Pra Waisak 1993, Walubi memberikan snack pada penderita sakit jiwa di Jakarta. |
Selanjutnya even lain Hartati Murdaya adalah merekrut para pengusaha Buddhis (konglomerat) untuk bersama-sama mendirikan Yayasan Kepedulian Sosial Paramita. Yang pada intinya merespon positif kegiatan bakti sosial dengan mengumpulkan dana sebagian dari harta para pengusaha, dibagikan untuk warga masyarakat tak mampu.
Pada akhirnya alm. Bhante Girirakkhito memberi gelar kepada S. Hartati Murdaya sebagai Ratu Lebah. Energik disetiap even dalam membangun bangsa.

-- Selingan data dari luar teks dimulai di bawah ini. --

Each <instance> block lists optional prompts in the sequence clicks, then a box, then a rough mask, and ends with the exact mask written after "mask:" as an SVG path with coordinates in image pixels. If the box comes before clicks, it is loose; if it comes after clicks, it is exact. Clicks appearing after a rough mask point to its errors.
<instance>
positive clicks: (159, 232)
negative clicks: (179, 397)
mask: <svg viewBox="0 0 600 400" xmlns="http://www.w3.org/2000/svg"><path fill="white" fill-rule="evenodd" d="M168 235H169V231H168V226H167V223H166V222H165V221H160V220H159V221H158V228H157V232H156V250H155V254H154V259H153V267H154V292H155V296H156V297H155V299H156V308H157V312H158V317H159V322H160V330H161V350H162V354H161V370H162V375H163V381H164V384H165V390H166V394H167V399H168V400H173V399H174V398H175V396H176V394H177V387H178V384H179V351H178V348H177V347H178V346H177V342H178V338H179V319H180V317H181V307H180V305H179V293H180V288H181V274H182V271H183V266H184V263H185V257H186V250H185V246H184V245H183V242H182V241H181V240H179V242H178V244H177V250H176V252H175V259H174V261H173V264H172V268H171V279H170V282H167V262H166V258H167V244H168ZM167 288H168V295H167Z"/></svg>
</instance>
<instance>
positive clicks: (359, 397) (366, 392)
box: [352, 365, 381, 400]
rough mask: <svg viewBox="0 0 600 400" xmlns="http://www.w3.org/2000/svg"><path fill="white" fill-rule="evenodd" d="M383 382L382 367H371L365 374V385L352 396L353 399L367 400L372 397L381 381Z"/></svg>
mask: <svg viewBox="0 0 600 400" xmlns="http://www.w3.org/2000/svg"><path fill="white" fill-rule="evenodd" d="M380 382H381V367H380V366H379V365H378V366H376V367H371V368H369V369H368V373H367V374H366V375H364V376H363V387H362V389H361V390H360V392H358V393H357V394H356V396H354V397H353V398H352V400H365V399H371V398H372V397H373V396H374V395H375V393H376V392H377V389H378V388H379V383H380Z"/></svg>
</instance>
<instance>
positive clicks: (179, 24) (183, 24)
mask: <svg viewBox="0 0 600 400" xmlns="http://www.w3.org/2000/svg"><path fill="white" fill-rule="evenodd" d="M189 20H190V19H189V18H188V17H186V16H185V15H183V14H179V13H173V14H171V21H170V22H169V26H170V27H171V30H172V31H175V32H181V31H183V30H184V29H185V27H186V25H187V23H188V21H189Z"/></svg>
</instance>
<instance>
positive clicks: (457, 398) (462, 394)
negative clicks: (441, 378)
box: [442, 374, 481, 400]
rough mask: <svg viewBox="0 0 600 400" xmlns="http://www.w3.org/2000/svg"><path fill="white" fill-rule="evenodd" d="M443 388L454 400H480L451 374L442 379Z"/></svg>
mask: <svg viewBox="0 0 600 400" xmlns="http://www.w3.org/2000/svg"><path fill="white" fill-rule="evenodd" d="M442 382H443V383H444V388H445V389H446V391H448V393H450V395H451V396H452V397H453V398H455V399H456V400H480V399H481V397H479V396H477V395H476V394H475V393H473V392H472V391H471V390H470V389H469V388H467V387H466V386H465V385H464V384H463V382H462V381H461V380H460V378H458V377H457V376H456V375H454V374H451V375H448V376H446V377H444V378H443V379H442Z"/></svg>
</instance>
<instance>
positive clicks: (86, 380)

Demikian Siti Hartati Murdaya sebagai ratu lebah, berhasil menghimpun para konglomerat Buddhis membentuk Yayasan Paramita. Disini membuktikan prestasi yang luar biasa dari pengabdian seorang ibu dalam upaya mengentaskan kemiskinan.
Kalau ditanya tentang pengabdian apalagi yang diberikan oleh S. Hartati Murdaya yang di pandang sebagai prestasinya, adalah sebagai berikut :
- Vihara Buddha Metta adalah tempat ibadah umat Buddha, mantan rumah milik Hartati Murdaya yang dirubah menjadi Vihara, ini digunakan demi kepentingan umat Buddha dalam meningkatkan keyakinan.
- Perpustakaan Narada sebagai sumbangsih upaya mencerdaskan kehidupan bangsa khususnya umat Buddha.
- Vihara Mendut, salah satu vihara letaknya bersebelahan dengan Candi Mendut, Vihara ini dibangun untuk kepentingan umat berpuja bakti.
Inilah figur Hartati Murdaya, salah satu pengusaha yang berani terjun dalam organisasi Buddhis dan kegiatan sosial keagamaan di Indonesia, yang kemudian dapat disusul oleh konglomerat lainnya yang telah mulai menunjukkan prestasi dalam pengabdiannya.